Shareholders need to assert their power to approve the appointment of auditors in order to ensure the independence of their work, according to the chairman of the International Accounting Standards Board Sir David Tweedie.
Stating that the issue of "who appoints auditors in the first place" was as important to ensuring auditor independence as the other work they may undertake for clients, Sir David suggested shareholders and institutional investors should be more active in nominating audit committee members.
Sir David, who is the former heard of the UK Accounting Standards Board, was speaking at a reception to announce the forthcoming Institute of Chartered Accountants in Ireland's (ICAI) annual practice conference, which will be held in Dublin on April 11th and 12th.

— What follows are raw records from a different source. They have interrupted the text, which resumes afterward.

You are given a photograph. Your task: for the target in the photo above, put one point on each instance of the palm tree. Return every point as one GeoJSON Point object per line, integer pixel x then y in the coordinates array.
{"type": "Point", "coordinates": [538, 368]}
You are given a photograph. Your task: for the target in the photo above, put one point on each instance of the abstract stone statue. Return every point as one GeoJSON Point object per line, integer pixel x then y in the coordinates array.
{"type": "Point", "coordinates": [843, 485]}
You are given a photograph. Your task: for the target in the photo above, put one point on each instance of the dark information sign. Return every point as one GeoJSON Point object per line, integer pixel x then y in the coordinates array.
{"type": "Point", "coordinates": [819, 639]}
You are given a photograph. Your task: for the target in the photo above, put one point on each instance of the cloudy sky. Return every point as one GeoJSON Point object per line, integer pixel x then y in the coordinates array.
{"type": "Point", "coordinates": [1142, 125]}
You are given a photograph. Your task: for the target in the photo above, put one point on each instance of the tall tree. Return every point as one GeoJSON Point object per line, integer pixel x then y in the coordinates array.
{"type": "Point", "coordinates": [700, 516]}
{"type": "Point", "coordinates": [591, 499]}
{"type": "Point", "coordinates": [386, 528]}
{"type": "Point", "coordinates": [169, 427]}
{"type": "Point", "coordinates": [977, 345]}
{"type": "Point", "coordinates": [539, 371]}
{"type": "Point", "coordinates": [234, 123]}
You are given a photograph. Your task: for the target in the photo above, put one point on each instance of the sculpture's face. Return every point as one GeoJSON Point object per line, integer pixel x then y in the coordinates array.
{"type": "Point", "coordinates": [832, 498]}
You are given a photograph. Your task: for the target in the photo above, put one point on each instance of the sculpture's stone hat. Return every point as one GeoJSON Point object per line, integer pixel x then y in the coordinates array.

Stating that his board's target was to develop a single set of high quality global financial reporting standards, Sir David suggested the power to appoint the auditor was a key and largely ignored corporate governance issue in the post-Enron environment. Proper appointment procedures, which would ensure their independence, would remove some of the pressure on auditors, he suggested.
While they are in theory appointed by shareholders, in reality they are appointed by directors and often by the executive directors on whose work they must express an opinion, he explained.
"They are the people who pay them ... if they fight with the board and won't give in, they will complete that audit but when it goes out to tender they won't be reappointed," he suggested.
Corporate governance underlies the whole area of auditor independence, according to Sir David.
The work of the International Accounting Standards Board involved tough decisions and unpopular stands, he warned.
He suggested that assets and liabilities of companies which had been moved off balance sheet may have to move back on and unrecognised expenses may have to be recognised in the income statement under the new rules.
The board hoped to have "gone a long way down the road" to having its rules agreed by 2005, he said. On accounting firms providing both auditing and consultancy services to clients, he said the market would "sort it out". There must be big question marks over the provision of some services, where they affect the ability to do an effective audit, such as assisting with the internal audit, he said.